Le réalisateur Ashutosh Gowariker n’en est pas à son coup d’essai dans ce domaine. Il s’est déjà attaqué à l’occupation britannique sous la période victorienne dans Lagaan, puis s’est intéressé au règne moghol avec Jodhaa Akbar. Cette fois-ci, il remonte bien au-delà de l’histoire familière puisqu’il place l’intrigue de son film Mohenjo Daro à l’époque antique de la civilisation de l’Indus aux alentours de 2000 avant J.-C. Gowariker s’est forgé une réputation de cinéaste solide aux scénarios simples et travaillés, doté d’une exigence technique et d’une qualité visuelle de haut niveau

Avec Mohenjo Daro il vaut mieux ne pas chercher l’exactitude historique, le registre est plutôt celui de l’allégorie, une interprétation très « Bollywood » d’une époque antique fantasmée. La civilisation de l’Indus est de fait très peu documentée. Il n’y a pas eu d’historien de l’âge antique en Inde comme il y en a eu en Europe. Seuls les vestiges de ses quelques villes, comme Harrappa ou Mohenjo Daro, ou des traces de commerce avec d’autres civilisations, nous sont parvenus, même l’écriture d’alors n’est toujours pas déchiffrée à ce jour. La photo ci-dessous est ce qui reste de Mohenjo Daro, située au Pakistan. Qui ne s’est pas demandé en voyant les ruines d’une ville d’un temps ancien, ce qui avait bien pu lui arriver pour être désertée par ses habitants, jadis ?

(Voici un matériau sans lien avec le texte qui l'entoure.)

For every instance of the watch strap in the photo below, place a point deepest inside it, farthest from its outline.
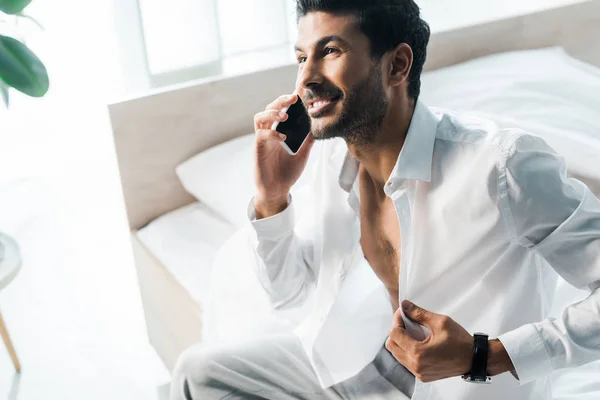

C’est à cette question qu’a eu envie de répondre Ashutosh Gowariker. Le héros incarné par Hritikh Roshan, arrive dans cette belle cité florissante, seul, armé de sa beauté, de son courage et de son intelligence. Il conquiert très vite la reconnaissance des habitants, puis le cœur de la fille du grand prêtre (Pooja Hedge), et se retrouve mêlé aux différends politiques qui secouent la ville, l’éternel combat entre un pouvoir cupide et un contre-pouvoir qui souhaite le bien des habitants. Ajoutés à cela, un voile de mystère, le mythe du héros prédestiné dont l’histoire est en fait liée à cette ville, le rêve récurrent d’une licorne, un talisman…

La force du film, c’est de nous faire partager la vie de cette cité, entre utopie et réalité, entre histoire et fantasme. Les humains sont peu originaux, mais le contexte antique jongle avec les fondamentaux, l’eau à la fois source de vie et force indomptable. On peut aimer ou pas la façon dont le film les traite, mais Mohenjo Daro nous offre une vision inédite de ce qui n’a pas pu être tracé, et on peut aisément s’identifier à ces pionniers d’un autre temps. Avec des décors qui font rêver, des enjeux qui nous dépassent, un héros qui fait face et amène son peuple à la sécurité, comme Noé l’a fait avec son arche.

L’histoire contée par le film reste assez conformiste et simpliste. Mais le cadre est splendide, et l’allégorie en reste le ferment… même si on aurait pu attendre plus d’originalité de la part d’Ashutosh Gowariker.